1. Forget (or ignore) the drying process of concrete.
Moisture levels in any concrete slab are affected by a number of conditions including air movement, ambient and internal temperature, admixture components, and the amount of water in the original batch pour. However, even though each job site will have variations, the process by which concrete dries is unchanging.
In order for the concrete to dry after curing is complete, moisture must make its way to the surface by means of the various small air voids that form a capillary network through the slab. Just like a traffic bottleneck releases more slowly the further back you are, the moisture in the slab will be more densely collected further into the slab, forming a sort of gradient effect of moisture levels.
Why is that significant?
Because the conditions at the surface of the slab will not reflect the moisture throughout the slab at any point in the drying process. While the surface will generally be drier than the interior, those pores in the concrete can, in fact, even allow moisture to re-enter the slab if the ambient conditions have a higher relative humidity than the internal conditions of the slab.
If ambient conditions change over the course of the time scheduled for the concrete deck to dry (and let’s face it, they are rarely ideal for the duration of the job), the “formula” for the time required to reach its readiness for subsequent roofing materials will also be changed.
2. Use a surface-based test method.
Just as in other industries, roofing professionals have often been trained with non-scientific or traditional methods in determining when the concrete is dry enough to continue with the roofing application.

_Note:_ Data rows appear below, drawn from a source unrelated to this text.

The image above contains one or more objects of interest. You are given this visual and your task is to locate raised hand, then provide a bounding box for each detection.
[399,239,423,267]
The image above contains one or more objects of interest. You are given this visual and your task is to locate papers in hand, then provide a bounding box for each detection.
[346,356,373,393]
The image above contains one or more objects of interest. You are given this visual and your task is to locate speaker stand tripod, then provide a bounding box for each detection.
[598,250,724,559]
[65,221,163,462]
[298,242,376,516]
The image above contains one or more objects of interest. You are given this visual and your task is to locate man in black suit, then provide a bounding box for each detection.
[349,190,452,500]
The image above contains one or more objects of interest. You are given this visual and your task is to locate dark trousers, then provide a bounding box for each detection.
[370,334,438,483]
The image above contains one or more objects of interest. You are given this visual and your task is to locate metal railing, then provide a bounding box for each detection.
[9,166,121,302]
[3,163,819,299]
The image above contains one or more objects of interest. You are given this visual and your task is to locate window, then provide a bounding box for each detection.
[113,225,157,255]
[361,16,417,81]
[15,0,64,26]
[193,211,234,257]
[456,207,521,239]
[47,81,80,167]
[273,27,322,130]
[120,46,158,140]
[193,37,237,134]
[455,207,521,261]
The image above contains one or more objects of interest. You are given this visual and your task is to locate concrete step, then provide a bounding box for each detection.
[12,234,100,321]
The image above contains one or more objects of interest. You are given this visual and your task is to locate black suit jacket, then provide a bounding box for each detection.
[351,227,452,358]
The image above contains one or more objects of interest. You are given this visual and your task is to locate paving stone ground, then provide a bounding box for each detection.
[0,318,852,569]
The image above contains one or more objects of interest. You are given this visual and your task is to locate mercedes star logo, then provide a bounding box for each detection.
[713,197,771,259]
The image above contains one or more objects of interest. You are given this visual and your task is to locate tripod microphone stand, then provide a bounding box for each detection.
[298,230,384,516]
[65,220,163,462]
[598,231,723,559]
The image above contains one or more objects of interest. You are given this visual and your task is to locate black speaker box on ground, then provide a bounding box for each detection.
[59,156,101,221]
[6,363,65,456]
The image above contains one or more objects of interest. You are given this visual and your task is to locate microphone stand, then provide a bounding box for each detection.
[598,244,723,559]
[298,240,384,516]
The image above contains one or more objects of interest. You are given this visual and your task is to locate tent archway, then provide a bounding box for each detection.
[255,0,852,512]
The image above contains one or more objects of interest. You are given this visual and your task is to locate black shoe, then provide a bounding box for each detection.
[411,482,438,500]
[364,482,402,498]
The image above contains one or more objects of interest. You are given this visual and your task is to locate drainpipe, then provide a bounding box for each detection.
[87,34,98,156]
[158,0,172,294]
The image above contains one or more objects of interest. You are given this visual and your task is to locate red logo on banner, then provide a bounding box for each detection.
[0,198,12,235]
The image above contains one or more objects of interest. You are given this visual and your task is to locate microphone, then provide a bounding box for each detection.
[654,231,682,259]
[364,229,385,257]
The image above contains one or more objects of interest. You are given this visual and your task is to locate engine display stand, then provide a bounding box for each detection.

For example, the plastic sheet method consists of taping a plastic sheet to the concrete deck’s surface and then later examining it for condensation as an indication of the concrete’s moisture content. It is, of course, a non-quantifiable result – there’s no measurement of the amount of condensation and no established correlation between the absence or presence of condensation and what the internal moisture content of the slab might be.
Unfortunately, no surface-based test method – plastic sheet, hood, moisture meter, MVER or CaCl, hot mopping bitumen, or visual assessment – can accurately measure moisture content to determine the deck’s readiness for the specified roofing materials.
3. Ignore the moisture tolerance of the roofing materials.
In the last century, building materials were consistently more moisture tolerant than those being used in modern-day construction. So, a continuous layer of bituminous adhesive also acted as a vapor retarder over an insulation system that was significantly more moisture-resistant than its modern counterparts. The end result was a roof system much less susceptible to moisture intrusion.
In today’s building industry, changes in regulations intended to limit volatile organic compounds (VOCs) has also meant that the moisture tolerance of many products is highly variable. Whether that’s a moisture-sensitive paper face on the insulation board or an adhesive layer with lower moisture tolerance, if the concrete deck’s moisture level does not fall within the tolerance range of every component of the roofing system, the entire roof will be at risk.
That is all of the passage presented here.